The other day I expressed the opinion that both United Airlines and Dr. David Dao share the blame for what happened on that flight everybody’s talking about this week. Apparently some people didn’t like that, which is fine. But some of those people have been spreading fake news about the incident, which is not fine. Facts are facts. “The media smeared the wrong David Dao” is not, in fact, a fact.
No, the news media did not get the wrong David Dao.
Angry allegations have been flying across social media on Wednesday, charging that local and national news outlets misidentified Dao, an Elizabethtown, Ky., physician, as the passenger that security dragged off a United Airlines flight on Sunday.
The Internet rumors stated that the real David Dao who was pulled off the flight was actually from Louisiana, where records and Google searches show there is a second man by that name who practices medicine…
“That is totally wrong, yeah,” said a receptionist who answered the phone at the office in Elizabethtown where Dao’s wife works. She confirmed that, yes, the Elizabethtown David Dao is the same David Dao who was on the United flight.

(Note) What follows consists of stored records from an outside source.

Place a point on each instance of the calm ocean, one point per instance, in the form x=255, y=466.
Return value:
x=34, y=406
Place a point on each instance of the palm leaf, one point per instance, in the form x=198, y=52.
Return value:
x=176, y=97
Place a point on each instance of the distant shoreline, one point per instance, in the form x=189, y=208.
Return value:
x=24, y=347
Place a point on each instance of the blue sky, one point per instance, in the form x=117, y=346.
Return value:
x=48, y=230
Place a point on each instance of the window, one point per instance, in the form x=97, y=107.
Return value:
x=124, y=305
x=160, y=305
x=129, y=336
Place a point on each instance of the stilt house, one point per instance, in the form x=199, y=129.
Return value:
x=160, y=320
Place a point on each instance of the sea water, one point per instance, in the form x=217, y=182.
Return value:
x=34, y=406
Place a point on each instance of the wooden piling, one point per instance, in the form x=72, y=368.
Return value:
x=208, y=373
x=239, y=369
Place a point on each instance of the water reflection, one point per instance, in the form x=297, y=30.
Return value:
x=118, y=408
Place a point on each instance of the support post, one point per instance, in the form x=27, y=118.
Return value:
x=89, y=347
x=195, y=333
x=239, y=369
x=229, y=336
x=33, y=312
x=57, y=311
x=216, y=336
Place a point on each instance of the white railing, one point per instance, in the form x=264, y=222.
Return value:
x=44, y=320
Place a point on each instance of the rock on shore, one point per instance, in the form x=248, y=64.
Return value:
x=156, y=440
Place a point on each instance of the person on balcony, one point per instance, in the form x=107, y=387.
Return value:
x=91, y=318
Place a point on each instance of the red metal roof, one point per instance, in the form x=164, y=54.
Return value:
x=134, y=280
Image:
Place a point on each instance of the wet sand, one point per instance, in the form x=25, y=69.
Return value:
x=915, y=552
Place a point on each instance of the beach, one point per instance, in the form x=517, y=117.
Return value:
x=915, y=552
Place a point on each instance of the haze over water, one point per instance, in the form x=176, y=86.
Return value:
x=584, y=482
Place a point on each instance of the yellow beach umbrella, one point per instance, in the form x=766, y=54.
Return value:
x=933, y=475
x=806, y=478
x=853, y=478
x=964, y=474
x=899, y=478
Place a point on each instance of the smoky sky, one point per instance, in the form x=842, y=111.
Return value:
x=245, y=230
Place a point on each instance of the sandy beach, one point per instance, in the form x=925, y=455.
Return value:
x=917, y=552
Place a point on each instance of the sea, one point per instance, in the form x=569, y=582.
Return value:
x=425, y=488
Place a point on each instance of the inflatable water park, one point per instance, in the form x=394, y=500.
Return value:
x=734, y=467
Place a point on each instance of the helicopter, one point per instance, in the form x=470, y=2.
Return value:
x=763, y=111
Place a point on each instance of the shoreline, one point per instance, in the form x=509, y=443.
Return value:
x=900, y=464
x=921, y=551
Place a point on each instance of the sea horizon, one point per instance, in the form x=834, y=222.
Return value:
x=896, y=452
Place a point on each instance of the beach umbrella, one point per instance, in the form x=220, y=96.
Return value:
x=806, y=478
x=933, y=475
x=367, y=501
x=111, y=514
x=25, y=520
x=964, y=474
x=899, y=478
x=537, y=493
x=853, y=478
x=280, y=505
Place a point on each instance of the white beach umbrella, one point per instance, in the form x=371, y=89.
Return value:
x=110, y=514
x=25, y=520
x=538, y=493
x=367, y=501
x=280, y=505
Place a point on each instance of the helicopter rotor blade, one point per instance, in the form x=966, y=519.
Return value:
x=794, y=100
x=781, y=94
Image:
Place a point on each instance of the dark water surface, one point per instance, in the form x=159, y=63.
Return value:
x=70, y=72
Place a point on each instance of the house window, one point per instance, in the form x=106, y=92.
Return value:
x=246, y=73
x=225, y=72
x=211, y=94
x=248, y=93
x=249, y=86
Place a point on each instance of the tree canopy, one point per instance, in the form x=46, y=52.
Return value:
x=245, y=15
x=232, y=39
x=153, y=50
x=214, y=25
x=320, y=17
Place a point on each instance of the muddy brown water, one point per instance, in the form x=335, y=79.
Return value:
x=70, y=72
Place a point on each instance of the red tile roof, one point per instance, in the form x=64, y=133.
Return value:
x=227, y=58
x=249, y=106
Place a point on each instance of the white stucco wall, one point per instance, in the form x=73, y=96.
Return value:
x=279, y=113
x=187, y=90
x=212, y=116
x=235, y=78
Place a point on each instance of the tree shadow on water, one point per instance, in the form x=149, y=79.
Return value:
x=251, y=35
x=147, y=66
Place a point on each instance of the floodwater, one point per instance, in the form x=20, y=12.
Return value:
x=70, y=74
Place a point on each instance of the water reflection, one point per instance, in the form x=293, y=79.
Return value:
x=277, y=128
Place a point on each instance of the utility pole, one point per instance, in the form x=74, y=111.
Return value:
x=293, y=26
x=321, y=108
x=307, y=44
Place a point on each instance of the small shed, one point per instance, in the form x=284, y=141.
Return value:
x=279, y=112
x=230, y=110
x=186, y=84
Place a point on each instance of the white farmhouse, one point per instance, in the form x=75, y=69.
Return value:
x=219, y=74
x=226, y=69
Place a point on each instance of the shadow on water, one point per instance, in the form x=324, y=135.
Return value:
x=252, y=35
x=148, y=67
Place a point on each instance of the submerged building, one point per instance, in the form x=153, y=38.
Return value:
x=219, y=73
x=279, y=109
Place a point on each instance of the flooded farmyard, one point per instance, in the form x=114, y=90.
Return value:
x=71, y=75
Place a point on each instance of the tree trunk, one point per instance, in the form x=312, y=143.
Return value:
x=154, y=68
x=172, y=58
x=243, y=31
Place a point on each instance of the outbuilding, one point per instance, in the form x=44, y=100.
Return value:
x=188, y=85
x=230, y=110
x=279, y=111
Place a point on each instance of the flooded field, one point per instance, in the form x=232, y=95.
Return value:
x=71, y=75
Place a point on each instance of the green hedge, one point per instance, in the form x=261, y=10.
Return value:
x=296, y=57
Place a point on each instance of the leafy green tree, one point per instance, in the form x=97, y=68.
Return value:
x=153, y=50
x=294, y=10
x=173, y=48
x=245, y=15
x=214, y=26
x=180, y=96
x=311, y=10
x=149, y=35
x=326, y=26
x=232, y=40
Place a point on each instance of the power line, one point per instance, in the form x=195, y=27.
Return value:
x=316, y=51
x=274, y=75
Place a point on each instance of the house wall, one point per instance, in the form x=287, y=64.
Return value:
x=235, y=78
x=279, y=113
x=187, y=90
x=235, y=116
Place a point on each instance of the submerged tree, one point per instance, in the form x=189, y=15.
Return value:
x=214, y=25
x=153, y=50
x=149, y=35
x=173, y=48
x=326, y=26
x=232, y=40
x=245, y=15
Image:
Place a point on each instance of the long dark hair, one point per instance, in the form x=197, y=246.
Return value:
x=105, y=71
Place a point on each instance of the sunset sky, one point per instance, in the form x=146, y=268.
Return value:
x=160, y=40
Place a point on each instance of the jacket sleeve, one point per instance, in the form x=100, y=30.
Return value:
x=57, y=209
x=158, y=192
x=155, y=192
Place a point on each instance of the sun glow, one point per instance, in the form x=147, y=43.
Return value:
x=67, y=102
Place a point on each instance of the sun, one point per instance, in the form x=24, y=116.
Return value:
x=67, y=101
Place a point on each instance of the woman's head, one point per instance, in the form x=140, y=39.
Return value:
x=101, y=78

So it turns out this guy was wrong:
It’s cool that the tweets with the funny animated GIFs got thousands and thousands of retweets and likes, but the original story about Dr. David Dao is still true. Those people’s snap judgment about what happened was hasty. The cognitive dissonance they felt when they got new information about it was uncomfortable, so now they’re seizing on anything that tells them they were right all along. Well, they weren’t. They were wrong. And they wonder why there’s such a lucrative market for fake news!
As the brilliant author Philip K. Dick once said: Reality is that which, when you stop believing in it, doesn’t go away.
Look, I distrust the media too. But they’re not always lying. They’re not always serving an agenda.
If you don’t think David Dao’s drug-related offenses and losing his medical license are relevant, then you can make that judgment call. But that doesn’t mean it didn’t happen. That doesn’t mean reporters should be ashamed of getting a story right for once.